The Anti-Angiogenic and Anti-Proliferative Activity of Methyl Hydroxychalcone

Abstract

Objective: Angiogenesis plays a key role in tumor growth, invasion, and metastasis of cancer diseases, and therefore, the inhibition of angiogenesis can provide an important therapeutic approach in cancer diseases. The aim of this study was to investigate the inhibitory effects of methyl hydroxychalcone on ex vivo sprouting of rat aortic micro-vessels and in vivo formation of chorionic plexus in chick chorioallantoic membrane and to investigate the mechanism underlying anti-angiogenic activity. Methods: Rat aortic rings were sectioned by 1 mm. 500μl of 3 mg/ml of fibrinogen in serum free M199 growth medium was added to each well with 5 ug/ml of aprotinin. Methyl hydroxychalcone at varying concentrations ranging from 6.25 μg/ml to 100 μg/ml was added to the complete growth medium. Fertilized chicken eggs were incubated at 37°C. On day 3, a small window was opened in the shell. The window was sealed with adhesive tape and incubated until day 5. One mg of methylhydroxychalcone was applied.
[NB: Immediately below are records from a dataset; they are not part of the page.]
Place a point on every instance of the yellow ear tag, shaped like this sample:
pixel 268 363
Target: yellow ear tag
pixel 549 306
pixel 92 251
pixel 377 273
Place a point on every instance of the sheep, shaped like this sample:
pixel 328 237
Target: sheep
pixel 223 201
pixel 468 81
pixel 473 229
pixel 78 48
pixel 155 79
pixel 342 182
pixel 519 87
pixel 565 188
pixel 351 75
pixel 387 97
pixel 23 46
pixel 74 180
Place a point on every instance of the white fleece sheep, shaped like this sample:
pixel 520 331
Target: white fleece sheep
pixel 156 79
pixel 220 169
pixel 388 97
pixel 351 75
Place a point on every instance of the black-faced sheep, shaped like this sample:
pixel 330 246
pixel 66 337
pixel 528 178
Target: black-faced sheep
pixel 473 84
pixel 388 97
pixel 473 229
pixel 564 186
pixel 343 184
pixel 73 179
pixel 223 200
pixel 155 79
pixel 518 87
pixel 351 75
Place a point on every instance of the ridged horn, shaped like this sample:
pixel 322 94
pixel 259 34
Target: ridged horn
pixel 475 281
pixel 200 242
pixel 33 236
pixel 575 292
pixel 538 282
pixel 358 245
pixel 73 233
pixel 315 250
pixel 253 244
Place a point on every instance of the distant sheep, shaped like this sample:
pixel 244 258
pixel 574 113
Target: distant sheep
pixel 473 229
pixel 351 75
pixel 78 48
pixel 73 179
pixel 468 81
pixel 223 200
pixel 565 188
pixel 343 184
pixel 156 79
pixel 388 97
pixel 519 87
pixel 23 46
Images of each CAM were captured using a digital camera, and the dimensions of the blood vessels were measured digitally. Vascular endothelial growth factor (VEGF)-induced human umbilical vein endothelial cell (HUVEC) proliferation and tube formation assays were examined. Additionally, VEGF-165 levels and expression of membrane VEGF receptor-2 in HUVEC lysates have been assessed. Results: The data showed that methyl hydroxychalcone significantly had antiangiogenic activity in a dose dependent manner in the rat aorta assay and had significant perturbation activity on blood vessels in the CAM assay. Methyl hydroxychalcone significantly inhibited proliferation and capillary-like tube formation in VEGF-induced HUVEC. Moreover, methylhydroxychalcone significantly reduced VEGF-165 levels in HUVECs lysate. Conclusion: This study showed that methyl hydroxychalcone significantly inhibits the angiogenesis process, blocking the VEGF signaling pathway in HUVECs and could be a potential promising angiogenesis inhibitor lead compound.